Born St Helens, Lancashire, England 1940.
Born St Helens, Lancashire, England 1940, just before the fall of France (the two events, as far as I am aware, being unrelated). Materially poor but otherwise rich childhood.
Attended Allanson St. Junior School, St Helens, which I largely enjoyed and where I was well thought-of. After passing the "11-plus" exam went to Cowley Boys' Grammar where I wasn't well thought-of and which I greatly disliked, though ironically I am glad I went there.
Left school at 16 to work as scullery boy then commis chef in local hotel before moving on to the local Head Post Office as counter clerk before running away to sea.
Nine years before the mast in the Royal Navy as a radio and radar mechanic, spending time on several ships in the Indian Ocean (based in Kenya, East Africa), North Atlantic, the Persian Gulf and Liverpool's Salthouse Dock and on shore bases in Scotland, Malta and - believe it or not - the Yorkshire Dales.
Experienced my first safari as a young sailor in 1962, travelling to Mount Kilimanjaro via Tsavo East National Park. Fell in love with East Africa and life on safari so on leaving the Navy went into teaching hoping to get back to Kenya. Taught for 3 years just outside Liverpool before getting a job at the International School of Tanganyika, Dar es Salaam, Tanzania in 1977.
Taught in the Elementary School there for the next 34 years (as class teacher, Elementary Science teacher and (after setting up a computer centre at the school) teacher of IT. Whilst class teaching met my Karachi-born wife-to-be, Anjum and eventually married her in Karachi, Pakistan.
Whilst in Dar went on countless safaris to all national parks in Tanzania, some many times over, travelling independently in "old bangers" and living simply in small tents, with Anjum and, before that, a small number of male safari partners. Lots of adventures.
Whilst in Tanzania won the BBC Magazine's Award for Nature Writing (1988) and published 15 books and many magazine articles on Tanzania's national parks and other tourist attractions, as well as articles on Tanzania's history and fascinating ethnic groups. Also published many photographs on similar themes.

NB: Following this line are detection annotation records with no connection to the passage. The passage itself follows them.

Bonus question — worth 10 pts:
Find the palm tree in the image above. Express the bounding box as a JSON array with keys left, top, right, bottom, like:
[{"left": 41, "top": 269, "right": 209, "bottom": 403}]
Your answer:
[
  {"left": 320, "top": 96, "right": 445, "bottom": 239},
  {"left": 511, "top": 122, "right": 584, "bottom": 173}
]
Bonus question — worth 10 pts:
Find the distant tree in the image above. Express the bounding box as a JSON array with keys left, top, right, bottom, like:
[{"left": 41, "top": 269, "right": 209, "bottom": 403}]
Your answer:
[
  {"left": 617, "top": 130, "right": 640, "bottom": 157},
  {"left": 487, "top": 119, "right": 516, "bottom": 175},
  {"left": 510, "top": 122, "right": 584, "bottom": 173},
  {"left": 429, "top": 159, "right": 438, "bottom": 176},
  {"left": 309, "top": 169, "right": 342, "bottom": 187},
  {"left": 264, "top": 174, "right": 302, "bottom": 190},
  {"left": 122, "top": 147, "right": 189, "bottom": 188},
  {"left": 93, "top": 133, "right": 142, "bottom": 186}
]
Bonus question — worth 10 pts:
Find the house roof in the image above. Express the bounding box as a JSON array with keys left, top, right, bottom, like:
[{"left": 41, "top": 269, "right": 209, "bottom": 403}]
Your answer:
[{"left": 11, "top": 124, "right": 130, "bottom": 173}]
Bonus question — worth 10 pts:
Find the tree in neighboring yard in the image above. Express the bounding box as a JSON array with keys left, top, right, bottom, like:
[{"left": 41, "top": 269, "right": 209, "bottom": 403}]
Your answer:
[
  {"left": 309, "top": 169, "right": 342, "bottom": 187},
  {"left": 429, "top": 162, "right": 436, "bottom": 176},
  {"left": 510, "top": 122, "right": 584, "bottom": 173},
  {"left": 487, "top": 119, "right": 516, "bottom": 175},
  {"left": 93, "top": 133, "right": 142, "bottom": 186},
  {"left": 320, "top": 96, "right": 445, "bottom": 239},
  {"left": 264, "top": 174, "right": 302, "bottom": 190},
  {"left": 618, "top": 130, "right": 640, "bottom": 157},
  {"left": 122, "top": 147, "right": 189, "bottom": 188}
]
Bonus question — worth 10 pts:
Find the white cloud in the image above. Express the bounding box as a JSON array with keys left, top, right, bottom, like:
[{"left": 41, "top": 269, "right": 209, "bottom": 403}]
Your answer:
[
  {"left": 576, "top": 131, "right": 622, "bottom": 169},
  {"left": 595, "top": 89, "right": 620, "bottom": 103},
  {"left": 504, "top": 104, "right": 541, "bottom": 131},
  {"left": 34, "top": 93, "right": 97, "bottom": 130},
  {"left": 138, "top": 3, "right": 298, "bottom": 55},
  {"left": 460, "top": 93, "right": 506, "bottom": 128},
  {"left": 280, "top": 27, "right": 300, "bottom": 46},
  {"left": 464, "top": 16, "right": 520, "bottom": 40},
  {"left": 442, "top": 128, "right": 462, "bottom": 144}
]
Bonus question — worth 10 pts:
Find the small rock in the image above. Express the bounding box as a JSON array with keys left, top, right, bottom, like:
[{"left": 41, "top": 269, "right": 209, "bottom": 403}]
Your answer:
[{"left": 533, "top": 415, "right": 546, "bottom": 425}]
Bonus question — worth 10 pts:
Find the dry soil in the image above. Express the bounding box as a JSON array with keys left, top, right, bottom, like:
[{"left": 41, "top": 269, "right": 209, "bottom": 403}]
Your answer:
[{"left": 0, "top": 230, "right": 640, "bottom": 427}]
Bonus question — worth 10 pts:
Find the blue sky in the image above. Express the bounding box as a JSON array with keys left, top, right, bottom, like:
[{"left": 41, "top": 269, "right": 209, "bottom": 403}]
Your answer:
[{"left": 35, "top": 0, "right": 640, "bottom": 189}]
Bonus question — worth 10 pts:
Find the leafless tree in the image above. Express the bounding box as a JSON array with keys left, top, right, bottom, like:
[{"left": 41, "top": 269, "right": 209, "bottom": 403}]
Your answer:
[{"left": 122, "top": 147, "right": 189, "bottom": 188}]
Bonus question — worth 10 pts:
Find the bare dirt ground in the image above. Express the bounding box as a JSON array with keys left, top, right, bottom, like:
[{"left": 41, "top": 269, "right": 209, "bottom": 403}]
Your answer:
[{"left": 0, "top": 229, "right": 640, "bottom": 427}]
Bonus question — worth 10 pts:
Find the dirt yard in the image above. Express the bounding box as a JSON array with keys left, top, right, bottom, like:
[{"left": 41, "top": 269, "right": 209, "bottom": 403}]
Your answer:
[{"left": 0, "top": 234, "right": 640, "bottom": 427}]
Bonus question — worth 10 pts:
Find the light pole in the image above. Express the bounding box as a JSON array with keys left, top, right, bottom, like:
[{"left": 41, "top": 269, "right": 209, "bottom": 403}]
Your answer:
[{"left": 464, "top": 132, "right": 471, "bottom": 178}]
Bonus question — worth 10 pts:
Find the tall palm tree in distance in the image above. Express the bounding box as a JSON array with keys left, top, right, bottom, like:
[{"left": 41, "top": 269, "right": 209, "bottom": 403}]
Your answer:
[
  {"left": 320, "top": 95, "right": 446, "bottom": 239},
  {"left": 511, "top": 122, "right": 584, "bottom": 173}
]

Retired from teaching in 2002 but remained in Dar, and at the school, until 2012 when Anjum and I returned to the UK to live - in a two-up, two-down terrace in Collins Green, north Cheshire.

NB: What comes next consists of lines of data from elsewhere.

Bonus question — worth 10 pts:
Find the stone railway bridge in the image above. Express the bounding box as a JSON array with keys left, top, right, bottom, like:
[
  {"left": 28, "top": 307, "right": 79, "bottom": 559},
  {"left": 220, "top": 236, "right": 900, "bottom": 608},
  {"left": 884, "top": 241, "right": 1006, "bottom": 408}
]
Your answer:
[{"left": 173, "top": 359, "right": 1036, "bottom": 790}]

Continued writing every weekday morning despite being diagnosed with incurable lung cancer in 2016. Produced a "book" about my time in Tanzania but at 200,000 words long even my mother, had she still been alive, would never have considered reading it. Divided it into two, my safari memoirs and my teaching memoirs. The first of these, "Into the Eyes of Lions", is presently being published by Matador.